A command line tool for Unicode encoding and decoding.
The original repo is HERE on bitbucket.
Authors: Tore Banta, Derek Shang
- Given only a string as its input, EncodingHelper prints out a summary of its Unicode contents.
> java EncodingHelper être
String: être
Code points: U+00EA U+0074 U+0072 U+0065
UTF-8: \xC3\xAA\x74\x72\x65
- If the string contains only a single character, then it includes the name of the character in the summary.
> java EncodingHelper é
Character: é
Code point: U+00E9
Name: LATIN SMALL LETTER E WITH ACUTE
UTF-8: \xC3\xA9
- Output type can be specified with the
--output
argument.
> java EncodingHelper --output utf8 être
\xC3\xAA\x74\x72\x65
Short argument name (-o
) is also supported.
- Input type can be specified as well using the
--input
argument.
> java EncodingHelper --input codepoint U+00E9
Character: é
Code point: U+00E9
Name: LATIN SMALL LETTER E WITH ACUTE
UTF8: \xC3\xA9
Short argument name (-i
) is also supported.
- The user can specify both input and output types, specifying them in an arbitrary order and with short or long names for either.

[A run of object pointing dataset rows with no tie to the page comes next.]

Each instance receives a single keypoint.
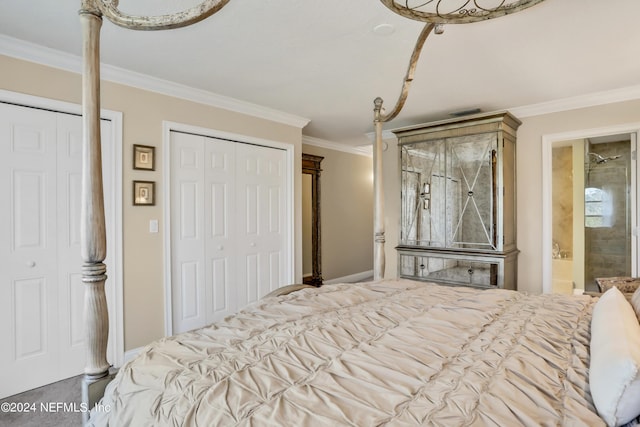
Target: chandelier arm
(406, 84)
(109, 8)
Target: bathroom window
(598, 208)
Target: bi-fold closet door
(228, 233)
(41, 291)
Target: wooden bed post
(378, 118)
(92, 225)
(378, 196)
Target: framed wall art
(144, 157)
(144, 193)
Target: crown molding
(364, 150)
(31, 52)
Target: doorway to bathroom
(592, 214)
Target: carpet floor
(57, 404)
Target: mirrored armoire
(458, 201)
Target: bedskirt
(394, 352)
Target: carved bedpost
(92, 225)
(378, 196)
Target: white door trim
(167, 128)
(547, 144)
(116, 325)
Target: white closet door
(227, 227)
(187, 232)
(28, 249)
(202, 223)
(261, 214)
(220, 223)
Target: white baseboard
(130, 354)
(358, 277)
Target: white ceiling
(321, 59)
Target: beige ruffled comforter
(398, 353)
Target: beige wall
(143, 114)
(529, 186)
(346, 212)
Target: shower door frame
(548, 141)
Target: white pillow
(614, 371)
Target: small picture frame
(144, 193)
(144, 157)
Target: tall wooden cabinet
(458, 201)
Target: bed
(395, 352)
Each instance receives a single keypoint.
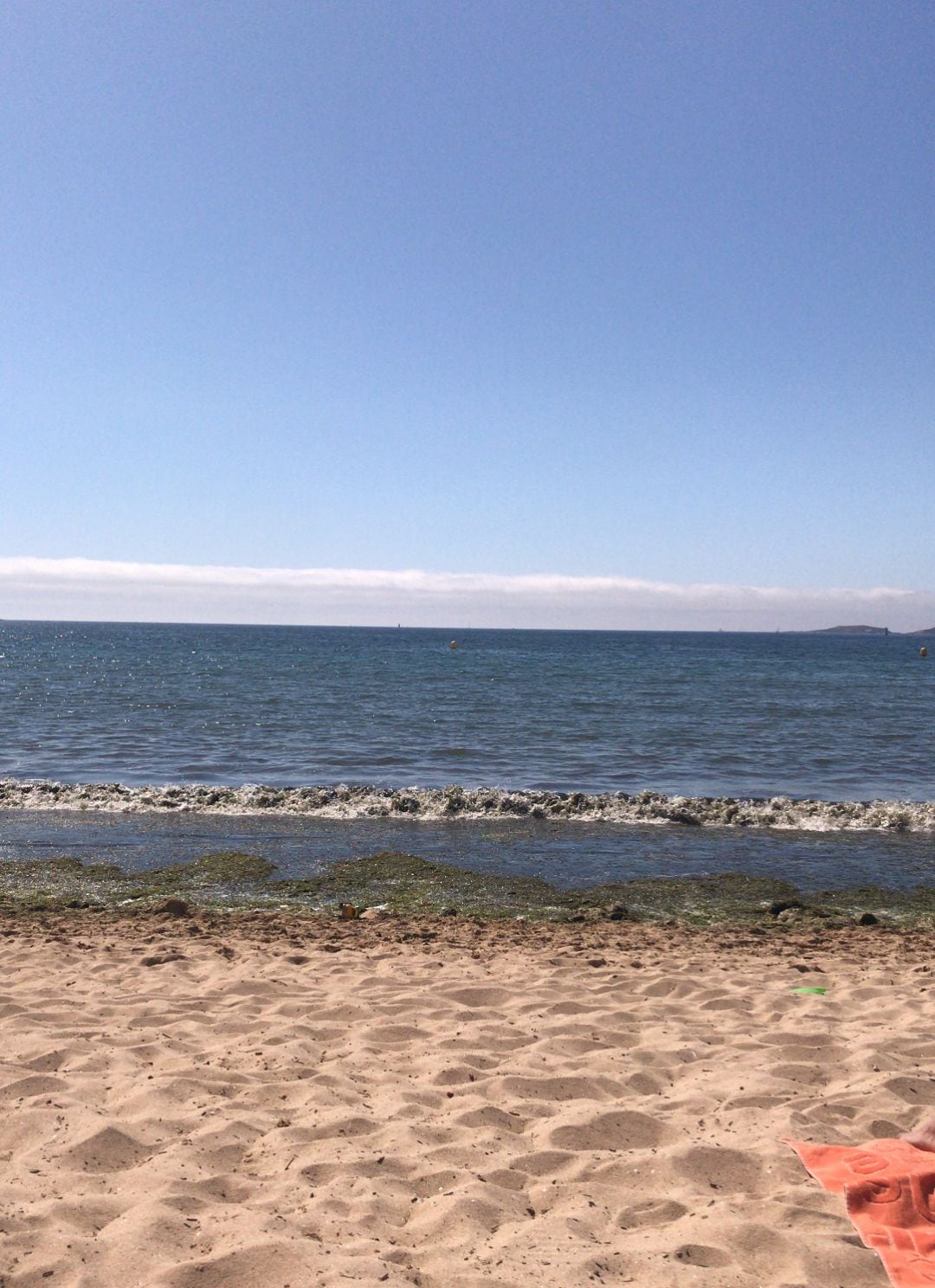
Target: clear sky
(596, 289)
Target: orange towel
(890, 1190)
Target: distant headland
(868, 630)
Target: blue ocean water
(839, 718)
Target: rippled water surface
(696, 714)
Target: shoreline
(396, 884)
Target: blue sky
(584, 289)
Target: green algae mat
(406, 884)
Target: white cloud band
(92, 589)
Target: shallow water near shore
(586, 854)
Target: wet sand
(255, 1100)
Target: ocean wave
(477, 802)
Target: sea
(578, 757)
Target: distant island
(853, 630)
(868, 630)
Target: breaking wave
(480, 802)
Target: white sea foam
(478, 802)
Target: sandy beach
(216, 1101)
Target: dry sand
(251, 1101)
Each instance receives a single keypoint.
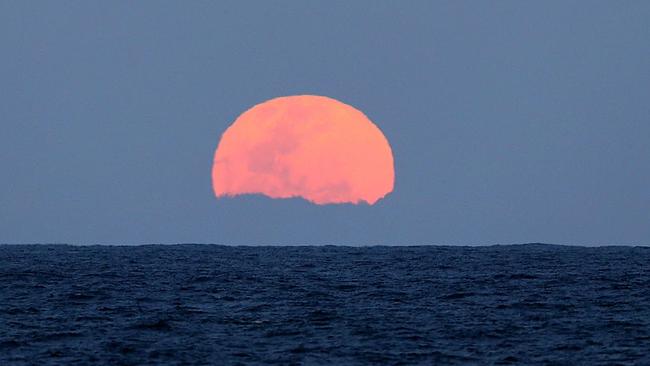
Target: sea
(531, 304)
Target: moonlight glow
(305, 146)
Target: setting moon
(308, 146)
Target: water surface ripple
(208, 304)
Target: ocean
(221, 305)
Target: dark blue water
(204, 304)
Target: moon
(308, 146)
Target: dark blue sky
(509, 121)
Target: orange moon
(308, 146)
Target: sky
(509, 121)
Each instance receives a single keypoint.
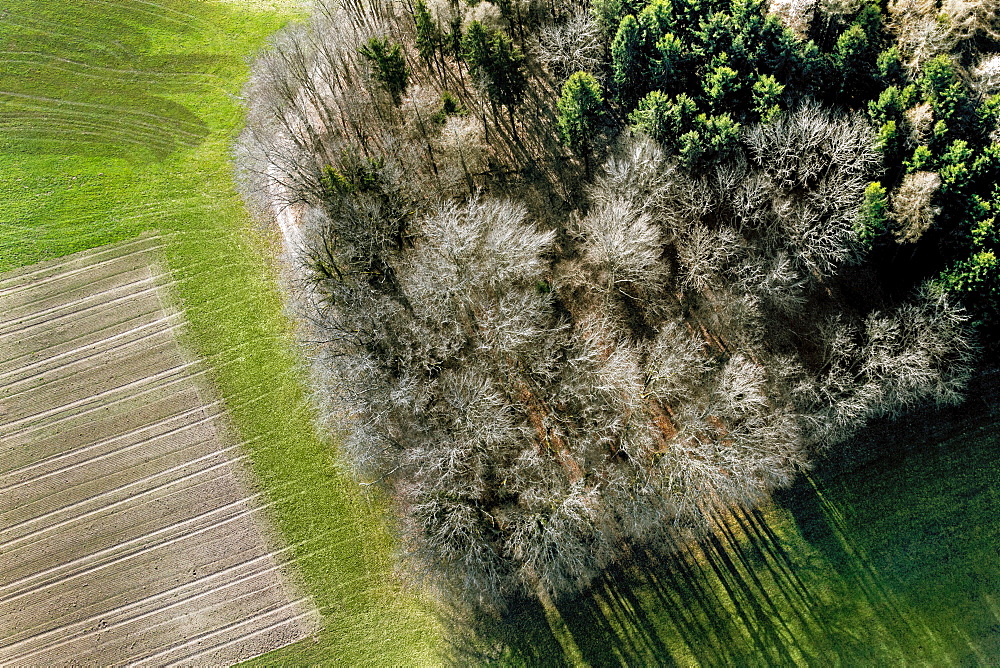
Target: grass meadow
(116, 118)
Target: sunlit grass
(116, 118)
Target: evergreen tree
(581, 114)
(390, 67)
(496, 62)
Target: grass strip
(116, 118)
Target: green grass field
(116, 118)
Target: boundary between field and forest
(75, 195)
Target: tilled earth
(128, 533)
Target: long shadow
(796, 584)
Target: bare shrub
(572, 46)
(912, 205)
(796, 15)
(986, 76)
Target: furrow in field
(112, 421)
(127, 534)
(179, 80)
(117, 337)
(38, 276)
(142, 623)
(136, 548)
(93, 328)
(46, 302)
(47, 507)
(147, 608)
(275, 620)
(175, 565)
(103, 378)
(117, 449)
(22, 327)
(113, 362)
(51, 546)
(97, 402)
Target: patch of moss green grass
(117, 118)
(895, 563)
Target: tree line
(581, 277)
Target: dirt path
(128, 533)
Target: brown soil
(127, 532)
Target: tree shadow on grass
(796, 583)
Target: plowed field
(127, 530)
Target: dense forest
(580, 277)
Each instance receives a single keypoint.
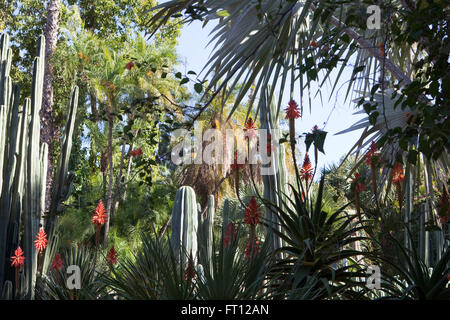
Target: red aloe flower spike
(397, 179)
(397, 173)
(252, 248)
(129, 65)
(58, 262)
(250, 128)
(99, 217)
(189, 274)
(252, 213)
(112, 255)
(382, 50)
(17, 260)
(292, 111)
(135, 153)
(41, 241)
(230, 234)
(444, 207)
(307, 170)
(236, 165)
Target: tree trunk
(118, 186)
(47, 125)
(111, 176)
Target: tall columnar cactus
(23, 170)
(206, 233)
(63, 179)
(275, 184)
(185, 225)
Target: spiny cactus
(185, 225)
(205, 234)
(7, 293)
(23, 170)
(274, 184)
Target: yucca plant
(319, 245)
(153, 273)
(53, 286)
(412, 279)
(231, 275)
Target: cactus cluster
(23, 171)
(191, 232)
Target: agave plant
(54, 285)
(231, 275)
(413, 279)
(152, 273)
(317, 245)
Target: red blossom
(397, 173)
(359, 187)
(444, 207)
(252, 213)
(251, 128)
(112, 255)
(372, 154)
(129, 65)
(292, 111)
(18, 259)
(382, 50)
(41, 241)
(236, 165)
(252, 247)
(99, 217)
(306, 173)
(137, 152)
(189, 273)
(58, 262)
(269, 145)
(230, 234)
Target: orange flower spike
(252, 213)
(129, 65)
(17, 260)
(382, 50)
(307, 169)
(58, 262)
(230, 234)
(99, 217)
(251, 128)
(444, 207)
(111, 257)
(397, 179)
(292, 113)
(397, 173)
(41, 241)
(252, 248)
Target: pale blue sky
(194, 55)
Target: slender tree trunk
(111, 176)
(127, 175)
(118, 185)
(47, 123)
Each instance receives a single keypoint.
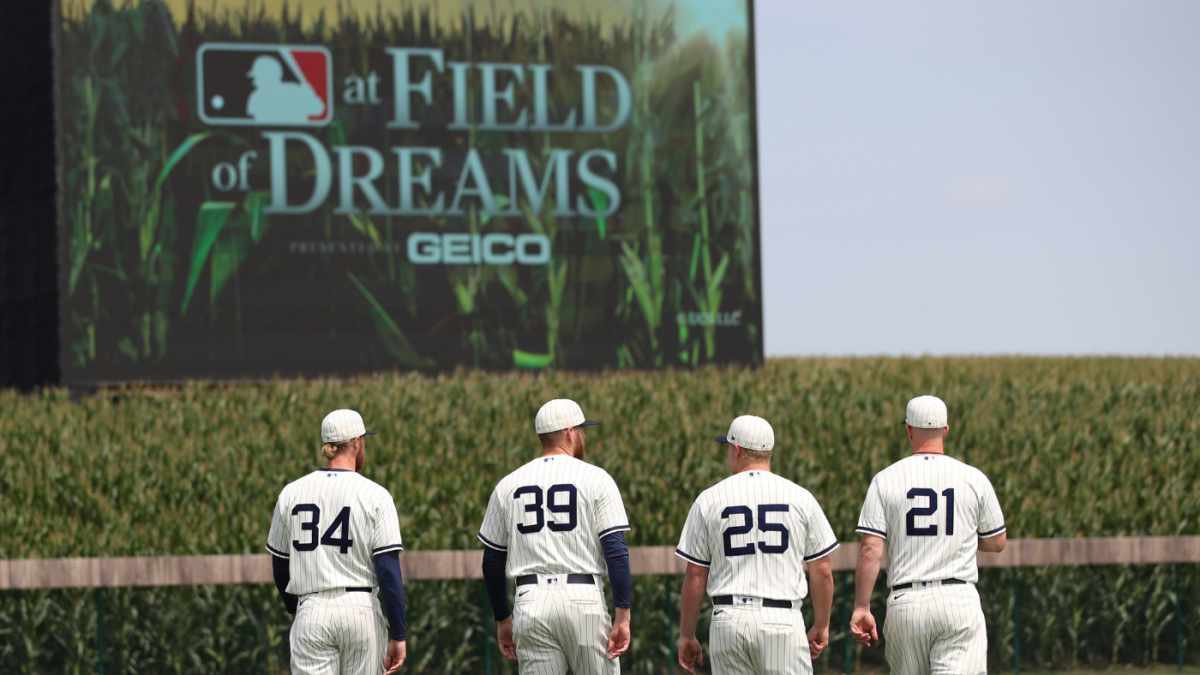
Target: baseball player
(747, 541)
(931, 512)
(556, 524)
(335, 541)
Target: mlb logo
(264, 84)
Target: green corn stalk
(709, 298)
(394, 338)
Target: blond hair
(330, 449)
(757, 457)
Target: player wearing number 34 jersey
(335, 547)
(931, 512)
(747, 541)
(556, 524)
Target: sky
(979, 178)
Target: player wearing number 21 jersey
(335, 547)
(747, 541)
(931, 513)
(556, 524)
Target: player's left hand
(504, 635)
(618, 640)
(819, 639)
(690, 655)
(397, 651)
(862, 627)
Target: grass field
(1074, 447)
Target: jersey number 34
(341, 525)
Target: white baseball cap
(558, 414)
(750, 432)
(927, 412)
(342, 425)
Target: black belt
(766, 602)
(945, 583)
(528, 579)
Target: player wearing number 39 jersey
(556, 524)
(335, 541)
(931, 513)
(747, 541)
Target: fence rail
(216, 569)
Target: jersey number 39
(570, 508)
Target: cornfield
(1074, 447)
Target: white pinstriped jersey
(551, 514)
(754, 531)
(330, 525)
(931, 509)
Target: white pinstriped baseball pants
(339, 633)
(750, 639)
(936, 631)
(559, 627)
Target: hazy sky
(993, 177)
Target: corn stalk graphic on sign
(327, 190)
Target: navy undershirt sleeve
(493, 579)
(391, 592)
(616, 554)
(280, 567)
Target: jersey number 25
(748, 525)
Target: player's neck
(755, 466)
(342, 463)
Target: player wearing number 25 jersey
(556, 524)
(335, 541)
(931, 513)
(747, 541)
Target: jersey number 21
(929, 509)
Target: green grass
(1074, 447)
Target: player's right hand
(397, 651)
(819, 639)
(862, 627)
(618, 639)
(689, 653)
(504, 635)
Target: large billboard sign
(305, 189)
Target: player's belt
(943, 583)
(532, 579)
(766, 602)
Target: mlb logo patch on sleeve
(264, 84)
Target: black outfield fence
(223, 616)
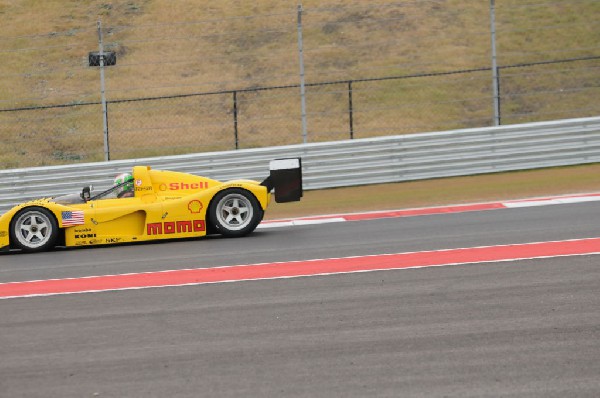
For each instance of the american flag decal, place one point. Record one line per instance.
(71, 218)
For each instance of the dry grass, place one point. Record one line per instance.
(177, 47)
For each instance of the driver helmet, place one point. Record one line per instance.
(126, 188)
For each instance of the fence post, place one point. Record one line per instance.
(302, 85)
(235, 131)
(495, 77)
(350, 110)
(103, 95)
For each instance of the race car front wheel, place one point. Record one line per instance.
(234, 213)
(34, 229)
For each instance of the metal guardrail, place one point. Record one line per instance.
(346, 163)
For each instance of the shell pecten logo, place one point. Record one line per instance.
(195, 206)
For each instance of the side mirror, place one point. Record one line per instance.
(86, 193)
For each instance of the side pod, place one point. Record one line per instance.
(286, 178)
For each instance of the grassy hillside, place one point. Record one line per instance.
(170, 48)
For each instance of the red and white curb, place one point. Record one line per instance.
(294, 269)
(555, 200)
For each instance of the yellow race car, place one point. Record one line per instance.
(149, 205)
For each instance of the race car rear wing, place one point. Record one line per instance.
(286, 178)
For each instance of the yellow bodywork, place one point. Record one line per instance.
(166, 205)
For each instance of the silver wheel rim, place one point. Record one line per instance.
(234, 212)
(33, 229)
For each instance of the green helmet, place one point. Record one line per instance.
(127, 180)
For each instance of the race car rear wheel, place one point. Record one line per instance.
(234, 213)
(34, 229)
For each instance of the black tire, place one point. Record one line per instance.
(34, 229)
(234, 213)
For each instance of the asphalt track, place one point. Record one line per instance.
(514, 328)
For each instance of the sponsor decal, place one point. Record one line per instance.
(84, 236)
(70, 218)
(178, 186)
(175, 227)
(195, 206)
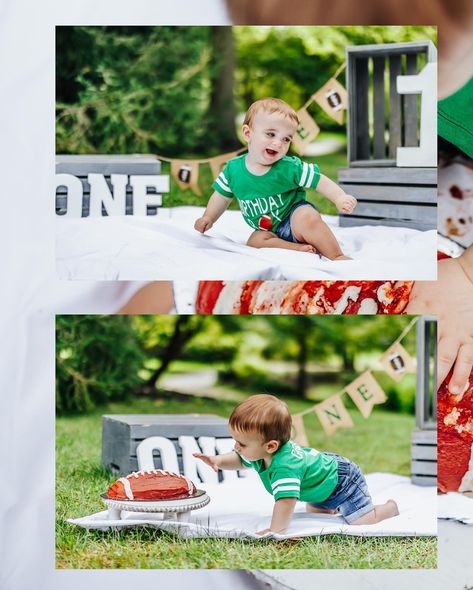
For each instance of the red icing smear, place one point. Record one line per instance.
(454, 448)
(246, 297)
(207, 295)
(152, 486)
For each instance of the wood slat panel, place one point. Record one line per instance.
(390, 175)
(395, 120)
(424, 468)
(362, 122)
(399, 194)
(379, 148)
(410, 107)
(425, 214)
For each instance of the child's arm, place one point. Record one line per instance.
(282, 514)
(225, 461)
(215, 207)
(329, 189)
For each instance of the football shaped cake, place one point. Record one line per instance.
(455, 440)
(302, 297)
(151, 485)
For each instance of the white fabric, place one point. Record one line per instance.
(231, 514)
(166, 246)
(455, 506)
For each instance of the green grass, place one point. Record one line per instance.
(380, 443)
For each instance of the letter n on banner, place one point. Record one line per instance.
(305, 133)
(333, 414)
(366, 392)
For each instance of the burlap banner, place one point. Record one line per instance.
(397, 362)
(306, 132)
(333, 414)
(333, 98)
(186, 173)
(365, 393)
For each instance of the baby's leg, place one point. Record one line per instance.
(266, 239)
(313, 509)
(308, 227)
(379, 513)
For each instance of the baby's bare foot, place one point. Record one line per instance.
(393, 507)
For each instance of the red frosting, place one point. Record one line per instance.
(309, 296)
(151, 485)
(455, 437)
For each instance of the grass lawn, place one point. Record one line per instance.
(378, 444)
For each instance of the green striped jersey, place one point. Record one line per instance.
(296, 472)
(267, 200)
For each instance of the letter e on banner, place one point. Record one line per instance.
(366, 392)
(396, 361)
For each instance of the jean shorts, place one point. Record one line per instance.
(284, 230)
(351, 496)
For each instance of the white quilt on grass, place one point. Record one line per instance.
(239, 508)
(166, 247)
(455, 506)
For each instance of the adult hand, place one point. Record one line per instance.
(203, 224)
(451, 299)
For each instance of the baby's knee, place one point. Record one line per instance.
(258, 239)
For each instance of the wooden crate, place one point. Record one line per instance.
(403, 197)
(379, 120)
(121, 435)
(81, 166)
(424, 457)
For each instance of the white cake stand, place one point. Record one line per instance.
(171, 509)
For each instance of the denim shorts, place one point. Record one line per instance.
(351, 496)
(284, 230)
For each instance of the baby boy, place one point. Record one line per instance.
(270, 187)
(329, 483)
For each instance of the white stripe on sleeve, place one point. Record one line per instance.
(286, 489)
(286, 480)
(226, 188)
(311, 176)
(305, 169)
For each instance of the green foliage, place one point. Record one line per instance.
(131, 89)
(97, 360)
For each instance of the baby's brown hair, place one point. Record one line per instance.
(270, 105)
(264, 414)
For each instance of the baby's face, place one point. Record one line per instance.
(249, 444)
(269, 137)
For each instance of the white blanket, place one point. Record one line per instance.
(455, 506)
(167, 247)
(240, 508)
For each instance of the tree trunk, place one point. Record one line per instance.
(222, 112)
(302, 363)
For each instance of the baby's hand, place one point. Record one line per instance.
(345, 203)
(208, 460)
(203, 224)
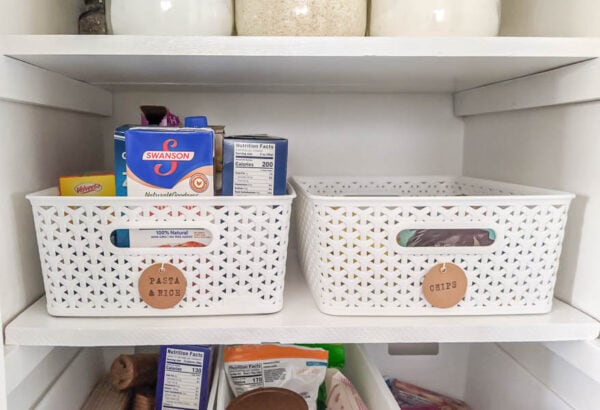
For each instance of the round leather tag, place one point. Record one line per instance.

> java EncodingHelper --input utf8 --output codepoint '\xC3\xAA'
U+00EA
> java EncodingHelper -i utf8 -o codepoint '\xC3\xAA'
U+00EA
> java EncodingHelper --output codepoint -i utf8 '\xC3\xAA'
U+00EA
- Every input type supports multi-character input, including codepoints. Multiple codepoints can be passed in either as multiple arguments, or as a single space-separated argument.
> java EncodingHelper -i codepoint -o utf8 U+00EA U+0074 U+0072 U+0065
\xC3\xAA\x74\x72\x65
> java EncodingHelper -i codepoint -o utf8 "U+00EA U+0074 U+0072 U+0065"
\xC3\xAA\x74\x72\x65
- The 'lang' output argument returns the unicode group which a character belongs to.
> java EncodingHelper Щ
Character: Щ
Code point: U+0429
Name: CYRILLIC CAPITAL LETTER SHCHA
UTF-8: \xD0\xA9
Group: Cyrillic
> java EncodingHelper -o lang Щ
Char 1: Щ, Group: Cyrillic
- If no arguments are given, then EncodingHelper prints out a helpful usage message.